Die Wahlwar allerdings nicht ganz zufällig auf das Städtchen im spanischen Baskenland gefallen. Die Bombardierung hatte eine längere Vorgeschichte: 1936 hatte sich ein faschistischer General namens Francisco Franco in der Spanischen Republik an die Macht geputscht und damit einen Bürgerkrieg zwischen den republikanischen Truppen und den nationalistischen Putschisten ausgelöst. Den wollte er nun mithilfe des italienischen Diktators Mussolini und des deutschen „Führers“ Hitler für sich entscheiden. Hitler überlegte nicht lange. Er wollte weiterhin mit spanischen Rohstoffen beliefert werden, und außerdem wäre ein neues faschistisches Land im Westen eine gute Rückendeckung für seinen geplanten Eroberungskrieg im Osten. Was er aber besonders verlockend fand: Die deutsche Luftwaffe könnte in Spanien ihr neues Kriegsgerät ausprobieren und wertvolle Kampferfahrung sammeln. Hitler beschloss also, den Franco-Putschisten seine Unterstützung zuzusagen.

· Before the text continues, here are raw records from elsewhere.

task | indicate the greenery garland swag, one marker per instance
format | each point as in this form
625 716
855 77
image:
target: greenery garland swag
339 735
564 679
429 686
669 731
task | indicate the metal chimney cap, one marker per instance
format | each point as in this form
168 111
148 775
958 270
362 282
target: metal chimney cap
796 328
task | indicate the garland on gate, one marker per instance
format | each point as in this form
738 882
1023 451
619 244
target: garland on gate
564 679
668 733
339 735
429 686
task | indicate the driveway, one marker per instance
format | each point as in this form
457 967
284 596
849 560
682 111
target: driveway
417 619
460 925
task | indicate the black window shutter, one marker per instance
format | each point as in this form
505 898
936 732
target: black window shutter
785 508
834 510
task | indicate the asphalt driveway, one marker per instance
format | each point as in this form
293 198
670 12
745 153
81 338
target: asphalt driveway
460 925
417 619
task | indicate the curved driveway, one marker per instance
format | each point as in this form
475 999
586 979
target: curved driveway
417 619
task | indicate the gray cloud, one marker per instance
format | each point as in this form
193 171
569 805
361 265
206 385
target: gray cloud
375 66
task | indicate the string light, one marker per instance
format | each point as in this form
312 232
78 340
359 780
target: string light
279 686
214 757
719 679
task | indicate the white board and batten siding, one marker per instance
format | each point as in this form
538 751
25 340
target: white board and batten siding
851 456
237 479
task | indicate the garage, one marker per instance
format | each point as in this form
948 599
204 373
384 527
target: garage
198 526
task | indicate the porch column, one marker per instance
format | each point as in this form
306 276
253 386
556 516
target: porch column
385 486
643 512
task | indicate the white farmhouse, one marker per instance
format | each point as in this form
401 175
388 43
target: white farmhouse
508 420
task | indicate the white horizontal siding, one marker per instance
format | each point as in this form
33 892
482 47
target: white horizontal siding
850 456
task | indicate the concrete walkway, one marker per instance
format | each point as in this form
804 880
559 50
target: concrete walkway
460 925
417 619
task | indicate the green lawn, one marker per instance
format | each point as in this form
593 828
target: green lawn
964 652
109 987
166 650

Unterdessen hatte sich die Lage in Spanien immer weiter zugespitzt, und das Land war in zwei große Lager gespalten: Auf der einen Seite standen die Anhänger der demokratischen Republik, die von der stalinistischen Sowjetunion unterstützt wurden und mit freiwilligen Kämpfern aus dem Ausland die sogenannten internationalen Brigaden bildeten. Auf der anderen Seite stand der faschistische General Franco, dessen Streitkräfte von zehntausenden Soldaten aus dem ebenfalls faschistisch regierten Italien verstärkt wurden. Die Unterstützung der deutschen Nationalsozialisten beschränkte sich anfangs noch auf den Einsatz von Flugzeugen für den Truppentransport. Doch schon bald sollte es zum ersten Angriff kommen: Ende 1936 bombardierte die deutsche Jagdfliegerstaffel „Legion Condor“ unter dem Kommando von Wolfram von Richthofen die spanische Hauptstadt Madrid. Sie sollte für die Bodentruppen General Francos sturmreif geschossen werden. Damit fielen erstmals seit dem Ersten Weltkrieg wieder deutsche Bomben auf ein anderes Land. Doch trotz militärischer Überlegenheit der Faschisten konnten die Internationalen Brigaden die Hauptstadt halten. Als General Franco auch bei einem erneuten Angriff im März 1937 eine verheerende Niederlage erlitt, änderte er schließlich seine Pläne ...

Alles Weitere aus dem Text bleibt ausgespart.